When Donald J. Trump talks about “America First,” he means putting the needs and desires of the American people ahead of global concerns. It’s an admirable goal, and he’s making it manifest throughout the marketplace.
This is especially true in the energy sector, where his adoption of the “drill baby, drill” attitude to energy exploration has already created a drop in the price at the pump. Things need to go further, beyond the exploration and exploitation of fossil fuels until the production of synthetics and biofuels are included.
For more than 20 years, taxpayers have financially supported the ethanol and biodiesel industries through generous tax subsidies.If it ever was, this is no longer something from which the American people derive benefits sufficient to justify the costs. It is an exercise in central economic planning that continues largely for the enrichment of multinational commodity giants and fuel exporters.
Consider Sustainable Aviation Fuel. The House Republican’s One Big Beautiful Bill expands by $45 billion the biofuel tax credit created by Joe Biden’s Inflation Reduction Act. It gives multinationals larger tax breaks for exporting “green” jet fuel to help meet European mandates than it does for supplying biodiesel and ethanol to American consumers. This ignores the U.S. consumers’ needs and puts foreign interests ahead of domestic ones. Nonetheless, some in Congress argue this will somehow boost America’s energy security and reduce our reliance on foreign oil.
That’s not the way it works out. It’s just another example of corporate welfare masquerading as a social and economic good. Companies that benefit most from the subsidies have the financial and logistical capacity to scale production quickly, optimize their operations to maximize tax credits, and exploit global markets that offer higher returns by, for example, utilizing the European Union’s sustainable aviation fuel mandates. Many of these multinationals are positioned to take advantage of trade loopholes that allow them to avoid tariffs on feedstocks imported from China. Small and mid-sized American farmers and biofuel cooperatives meanwhile struggle to compete, despite being the original intended beneficiaries of such subsidies.
These credits aren’t worth the cost. The 2024 Joint Tax Committee expenditures report projected that the IRA’s biofuel tax credit, known as section 45Z, would cost $8.4 billion over three years. This week the House voted to expand that to $45 billion and extend it by four years. It’s the only Biden green energy credit targeted to be bigger when it ought to be zero.
There probably isn’t the political will to bring a permanent end to the biofuels tax credit. It’s too important to too many powerful interests. Why not then enforce export limits on fuels produced with taxpayer assistance so that publicly funded benefits contribute to the nation’s energy needs and economic progress before being sent overseas. Ensuring taxpayer subsidized biofuel is only sourced, produced, and used in the U.S. would maximize the domestic economic and environmental benefits, increase domestic supplies, and reduce the cost of the credit to American taxpayers.

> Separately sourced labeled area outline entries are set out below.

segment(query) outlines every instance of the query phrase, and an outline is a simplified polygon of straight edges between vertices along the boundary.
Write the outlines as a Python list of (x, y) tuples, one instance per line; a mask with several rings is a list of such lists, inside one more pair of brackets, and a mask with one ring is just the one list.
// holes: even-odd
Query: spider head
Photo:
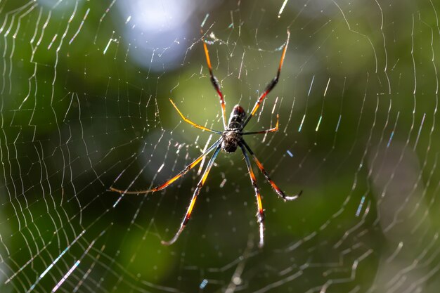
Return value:
[(226, 131), (223, 134), (221, 149), (226, 152), (234, 152), (237, 150), (240, 135), (234, 131)]
[(246, 112), (242, 106), (235, 105), (232, 109), (229, 122), (228, 122), (228, 129), (242, 129), (243, 123), (246, 118)]

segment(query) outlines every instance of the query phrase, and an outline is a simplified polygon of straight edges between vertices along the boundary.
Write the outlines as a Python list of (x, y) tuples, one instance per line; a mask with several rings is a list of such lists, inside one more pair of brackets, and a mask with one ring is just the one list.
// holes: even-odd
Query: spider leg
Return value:
[(254, 186), (255, 190), (255, 197), (257, 198), (257, 208), (258, 211), (257, 212), (257, 219), (259, 223), (259, 233), (260, 233), (260, 242), (258, 246), (261, 248), (264, 246), (264, 209), (263, 209), (263, 203), (261, 202), (261, 196), (260, 195), (259, 189), (257, 185), (257, 179), (255, 178), (255, 174), (252, 171), (252, 167), (250, 164), (250, 160), (246, 153), (246, 150), (243, 145), (240, 143), (240, 148), (243, 152), (243, 156), (245, 157), (245, 162), (246, 162), (246, 166), (247, 167), (247, 171), (249, 171), (249, 176), (250, 177), (251, 183)]
[(207, 178), (208, 174), (209, 174), (211, 167), (212, 167), (212, 164), (214, 164), (214, 161), (215, 160), (215, 158), (217, 157), (217, 155), (219, 154), (220, 149), (221, 149), (220, 145), (218, 145), (217, 148), (214, 152), (214, 155), (209, 159), (209, 162), (208, 162), (208, 164), (207, 165), (206, 169), (205, 169), (205, 172), (203, 172), (203, 175), (202, 175), (202, 178), (200, 178), (200, 181), (199, 181), (199, 183), (198, 183), (195, 190), (194, 190), (194, 193), (193, 194), (193, 198), (191, 198), (190, 205), (188, 207), (186, 214), (185, 214), (185, 217), (182, 220), (182, 222), (181, 223), (179, 230), (176, 233), (176, 234), (174, 235), (174, 237), (173, 237), (171, 240), (169, 241), (162, 240), (161, 242), (162, 245), (171, 245), (172, 244), (174, 243), (176, 240), (177, 240), (177, 238), (179, 238), (179, 236), (181, 235), (183, 229), (185, 228), (185, 226), (188, 223), (188, 221), (189, 221), (190, 217), (191, 216), (191, 213), (193, 212), (193, 208), (194, 208), (194, 204), (195, 204), (195, 200), (197, 200), (197, 197), (199, 195), (199, 193), (200, 192), (200, 189), (203, 186), (203, 184), (205, 184), (205, 181), (206, 181), (206, 178)]
[(255, 112), (259, 108), (260, 105), (263, 102), (263, 100), (264, 100), (264, 98), (266, 98), (267, 94), (269, 93), (271, 91), (272, 91), (272, 89), (273, 89), (275, 86), (276, 86), (276, 84), (278, 83), (278, 79), (280, 78), (280, 74), (281, 73), (281, 67), (283, 67), (283, 63), (284, 63), (284, 58), (285, 57), (285, 52), (286, 52), (286, 50), (287, 49), (287, 46), (289, 45), (290, 37), (290, 32), (287, 30), (287, 40), (285, 42), (284, 48), (283, 49), (283, 53), (281, 54), (281, 60), (280, 60), (280, 65), (278, 65), (278, 70), (276, 72), (276, 75), (275, 76), (275, 77), (273, 77), (273, 79), (272, 79), (271, 82), (268, 84), (263, 93), (258, 98), (258, 100), (257, 100), (257, 103), (255, 103), (255, 105), (254, 105), (252, 110), (250, 112), (249, 116), (247, 117), (247, 119), (243, 124), (243, 127), (246, 126), (247, 122), (249, 122), (249, 120), (250, 120), (252, 116), (254, 116), (254, 115), (255, 114)]
[(252, 132), (243, 132), (242, 134), (245, 135), (245, 134), (267, 134), (268, 132), (276, 132), (278, 131), (278, 118), (279, 116), (277, 114), (276, 115), (276, 125), (275, 125), (275, 127), (271, 128), (270, 129), (266, 129), (266, 130), (262, 130), (261, 131), (252, 131)]
[[(203, 159), (203, 158), (205, 157), (206, 157), (207, 155), (208, 155), (209, 152), (211, 152), (211, 151), (212, 151), (212, 150), (214, 150), (216, 147), (216, 148), (219, 148), (219, 143), (220, 143), (220, 139), (219, 139), (217, 141), (214, 143), (214, 144), (212, 145), (211, 145), (209, 147), (209, 148), (208, 148), (206, 150), (206, 152), (205, 152), (204, 153), (200, 155), (200, 156), (199, 157), (198, 157), (197, 159), (195, 159), (194, 160), (194, 162), (193, 162), (191, 164), (190, 164), (189, 165), (186, 166), (185, 167), (185, 169), (183, 169), (182, 171), (181, 171), (177, 175), (176, 175), (175, 176), (174, 176), (171, 179), (169, 179), (164, 183), (161, 184), (161, 185), (160, 185), (158, 186), (156, 186), (154, 188), (146, 189), (146, 190), (139, 190), (139, 191), (129, 191), (129, 190), (123, 190), (122, 189), (117, 189), (117, 188), (114, 188), (112, 187), (110, 187), (110, 191), (115, 191), (115, 192), (117, 192), (117, 193), (121, 193), (121, 194), (140, 194), (140, 193), (154, 193), (155, 191), (159, 191), (159, 190), (161, 190), (162, 189), (164, 189), (167, 187), (168, 187), (168, 185), (172, 184), (173, 182), (174, 182), (177, 179), (179, 179), (179, 178), (182, 177), (186, 173), (188, 173), (188, 171), (190, 171), (191, 169), (193, 169), (195, 166), (197, 166), (200, 162), (200, 161), (202, 161), (202, 159)], [(216, 151), (217, 150), (216, 150)]]
[(219, 79), (214, 76), (212, 73), (212, 67), (211, 66), (211, 59), (209, 59), (209, 53), (208, 52), (208, 47), (206, 46), (206, 43), (203, 42), (203, 48), (205, 49), (205, 55), (206, 56), (206, 63), (208, 65), (208, 69), (209, 70), (209, 75), (211, 76), (211, 83), (214, 86), (214, 88), (217, 91), (219, 96), (220, 97), (220, 105), (221, 106), (221, 116), (223, 117), (223, 125), (225, 129), (226, 129), (226, 108), (225, 105), (225, 100), (223, 98), (223, 93), (220, 90), (220, 85), (219, 84)]
[(271, 185), (272, 185), (272, 188), (278, 194), (278, 195), (280, 195), (283, 198), (283, 200), (284, 200), (285, 202), (287, 201), (287, 200), (295, 200), (297, 198), (299, 197), (299, 196), (302, 193), (302, 190), (300, 190), (299, 193), (298, 193), (297, 194), (296, 194), (295, 195), (292, 195), (292, 196), (287, 196), (287, 195), (286, 195), (284, 193), (284, 192), (283, 190), (281, 190), (280, 189), (280, 188), (276, 185), (276, 184), (275, 184), (275, 182), (273, 182), (272, 181), (272, 179), (271, 179), (271, 178), (269, 177), (269, 175), (268, 174), (268, 173), (264, 169), (264, 167), (263, 167), (263, 164), (257, 158), (257, 156), (255, 155), (254, 152), (252, 152), (252, 150), (250, 149), (249, 145), (247, 145), (247, 143), (246, 143), (246, 142), (244, 140), (242, 140), (241, 142), (243, 144), (243, 145), (245, 145), (245, 147), (246, 148), (246, 149), (247, 150), (249, 153), (251, 155), (251, 156), (252, 156), (252, 159), (254, 159), (254, 161), (257, 164), (257, 166), (258, 167), (258, 169), (259, 169), (260, 171), (261, 171), (261, 173), (263, 173), (263, 175), (264, 175), (264, 178), (266, 178), (266, 180), (267, 180), (267, 181), (269, 183), (271, 183)]
[(176, 109), (176, 110), (177, 111), (179, 115), (181, 116), (181, 117), (182, 117), (183, 121), (186, 122), (186, 123), (188, 123), (188, 124), (193, 125), (194, 127), (197, 127), (197, 128), (198, 128), (200, 129), (202, 129), (202, 130), (206, 130), (207, 131), (214, 132), (214, 134), (221, 134), (221, 131), (218, 131), (216, 130), (211, 129), (209, 128), (207, 128), (207, 127), (202, 126), (202, 125), (199, 125), (199, 124), (197, 124), (193, 122), (191, 120), (190, 120), (189, 119), (188, 119), (185, 116), (183, 116), (182, 112), (180, 112), (180, 110), (179, 110), (179, 108), (177, 108), (176, 104), (174, 104), (174, 102), (173, 102), (173, 100), (171, 98), (169, 99), (169, 101), (171, 102), (172, 104), (173, 104), (173, 106), (174, 107), (174, 108)]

A Heritage Foundation report suggests additional tapping of our energy abundance would spur job growth and increase family incomes except that “Today, America’s position as a dominant producer of oil and gas is threatened by misguided government policies that have restricted oil and gas production on federal lands and federally controlled offshore areas and attempted to stifle oil and gas production on private land through overregulation.” These conditions prohibit Americans' potential to excel in the energy industry both at home and abroad.
In the first two hundred days of his new administration, President Trump has created new energy opportunities for us all. In February, the National Energy Dominance Council was established. The nation’s untapped energy resources are once again going to open to exploration. To further strengthen our energy future, let’s end the preferential treatment shown to corporations engaged in environmental virtue signaling at the expense of what America needs. Policies should reward those who invest in American infrastructure, innovation, and the workforce to lower costs, generate growth, and offer more options for American consumers.
It's time to put the country first. The Biden approach to “think globally” needs to be replaced with a resolve to “act locally.” If Congress won’t rein the biofuels credits and use the savings to lower the corporate rate to 15 percent to the benefit of all businesses, American taxpayers will be left less well off than they might be. Let’s lessen America’s involvement in multinational schemes that erode our domestic economic resilience.